The origins of Leucippus of Miletus are a mystery. The exact dates of his birth and death are not known. We know only that he was alive during the fifth century BCE. It is thought that his date of birth was between 440 and 430 BCE. He is said to have started the School of Abdera in the land of Thrace. Some people have argued that the man never existed in the first place.
Many sources give him credit for the first atomic theories, which were later elaborated on by one of his students, Democritus. The theories held that two different elements, known as the "void" and the "solid", made up all matter in the universe.

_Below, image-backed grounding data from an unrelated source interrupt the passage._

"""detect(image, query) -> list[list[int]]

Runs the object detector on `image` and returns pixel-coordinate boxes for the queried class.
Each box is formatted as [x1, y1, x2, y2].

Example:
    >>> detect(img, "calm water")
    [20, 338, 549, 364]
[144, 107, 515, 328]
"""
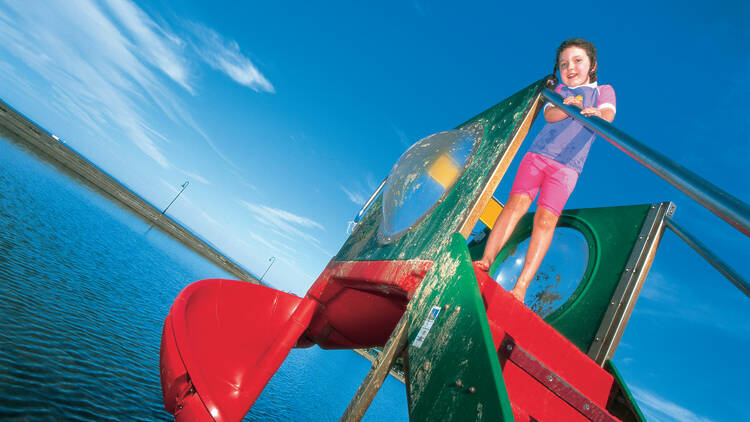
[0, 135, 407, 421]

The void and the solid atoms contained within the void were both considered by the ancient Greek philosopher to be infinite. These two elements constituted the whole of the universe.

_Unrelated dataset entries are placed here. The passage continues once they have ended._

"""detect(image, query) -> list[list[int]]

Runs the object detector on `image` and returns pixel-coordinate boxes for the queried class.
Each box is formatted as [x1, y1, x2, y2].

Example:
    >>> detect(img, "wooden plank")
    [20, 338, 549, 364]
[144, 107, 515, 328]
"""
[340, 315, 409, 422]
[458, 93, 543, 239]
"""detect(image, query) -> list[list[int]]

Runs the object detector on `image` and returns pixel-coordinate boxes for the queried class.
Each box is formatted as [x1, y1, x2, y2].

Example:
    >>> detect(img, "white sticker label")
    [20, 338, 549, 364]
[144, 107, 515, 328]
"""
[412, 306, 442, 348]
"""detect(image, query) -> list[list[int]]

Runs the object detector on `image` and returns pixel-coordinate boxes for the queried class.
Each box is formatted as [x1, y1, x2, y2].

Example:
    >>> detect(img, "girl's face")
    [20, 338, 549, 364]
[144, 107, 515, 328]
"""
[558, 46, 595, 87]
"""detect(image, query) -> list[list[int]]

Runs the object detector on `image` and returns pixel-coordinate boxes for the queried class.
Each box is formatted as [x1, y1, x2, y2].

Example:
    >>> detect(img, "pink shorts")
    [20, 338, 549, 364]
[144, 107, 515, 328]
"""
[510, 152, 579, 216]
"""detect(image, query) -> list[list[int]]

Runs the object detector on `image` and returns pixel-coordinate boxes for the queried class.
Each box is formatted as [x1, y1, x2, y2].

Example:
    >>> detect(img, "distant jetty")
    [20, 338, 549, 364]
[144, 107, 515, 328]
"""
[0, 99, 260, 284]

The Greek philosopher was attempting to combine two opposing schools of thought about reality by Parmenides and Heraclitus. Parmenides said reality was unchanging and permanent. Heraclitus in contrast believed that the real world was in a ongoing state of flux.
The philosopher from Miletus took Parmenides' ideas and included an infinite amount of particles, also called atoms, and taught that these atoms were unchanging. These unchanging pieces, though, were themselves subject to flux on a grand scale through decomposition, rearrangement and the motion of the atoms.
He believed that atoms would lock to one another and then later fly apart, to rebound against some atoms and lock up with others. This was how he explained the changing nature of the real world. He felt that each type of atom had its own unique shape. For example, atoms of metal had hooks in order to form connections, where atoms of water were smoother.
The student Democritus would go on to expand the atomist model further to such an extent that Epicurus, another Greek philosopher, said that the teacher had never been there at all and was just an alias for Democritus. In any event, the teacher and pupil appear often mentioned side by side in surviving writings.
Not everyone accepted atomist theory. Aristotle chose to reject the idea that reality boiled down to a haphazard collection of particles moving through a void, choosing to believe that this theory was a violation of natural law. He felt rather that the real world experienced change because matter itself underwent transformation. In addition, Aristotle gave credit to Leucippus for the creation of atomism in some writings but credited Democritus in others.
Regardless of which man first came up with atomism, Democritus is widely considered to have fathered modern science, which makes Leucippus of Miletus the grandfather of modern science. Together, these two Greek thinkers pioneered the first inquiries regarding atomic reality, and they had a big impact on how the scientists that followed would investigate the real world.